Given Mr Dallara's position, experience, access to information, and credentials it might be worth our time to revisit the received wisdom that 'a central bank can print to it's heart's content' and does not need to worry about the quantity and quality of it's assets.

The real world is not simple, constraints (consequences) exist, and central banks are not perpetual motion machines. Serious inflation and hyperinflation has visited central banks in Israel, Zimbabwe, and Germany (among others) which thought excessive printing was the answer. Devaluation and flight to quality accompanies excessive printing by central banks. Open market operations are the mechanism by which central banks use assets such as special drawing rights, government bonds, foreign currency, and gold to increase or decrease the amount of base money in the system. The quality and quantity of central bank assets in Europe are a concern in many quarters, keeping in mind that while the European Central Bank is in charge of Euro policy, nations participating within the 17 member Eurozone each have their own central bank. The ECB has mechanisms to encourage, regulate, and protect itself from the Eurozone financal system.
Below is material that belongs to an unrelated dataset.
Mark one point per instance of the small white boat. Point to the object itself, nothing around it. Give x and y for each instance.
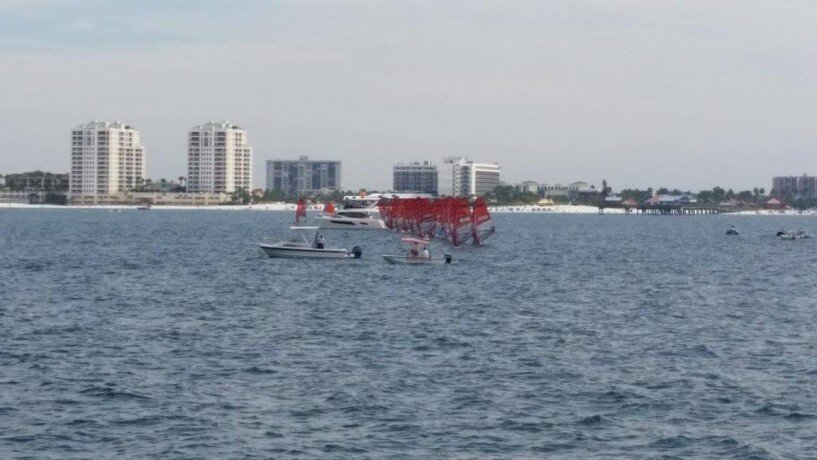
(414, 256)
(413, 260)
(307, 243)
(356, 220)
As unemployment spreads across Southern Europe we see the amount of private savings deposits decrease and the number of non-performing private and corporate loans increase, which leads to bank failures at a certain point. Banks are then nationalized, broken up, and sold to save the system since many are TBTF and associated losses are socialized via higher taxes. Tax revenue, however, is also adversely affected by unemployment. State cost and revenue structures become dangerously unbalanced and nations, like Greece, default on their obligations and harm their societies. Since South and North are interconnected via economics (even if the EU and Eurozone dissolve), contagion spreads.

IMO this financial crisis writ large is a turning point for Europe. Very broad brush, the continuum as i see it, ranges from Peace to War via the political continuum of Federalism to Fragmentary Nationalism. The failure of the Holy Roman Empire and the resultant history may be worth consideration...although it is noteworthy that military expenditures within Europe are very low while educational standards are very high this time around.

We will probably see a bit more movement after the upcoming Greek elections and after the next meeting (at least 18 so far according to some reports) of senior Eurozone members on this crisis...if the bank runs don't overtake the political process.

Bottom line, craven politicians eventually have to make hard choices because central banks are not magical institutions that can fix all societal ills by endless printing.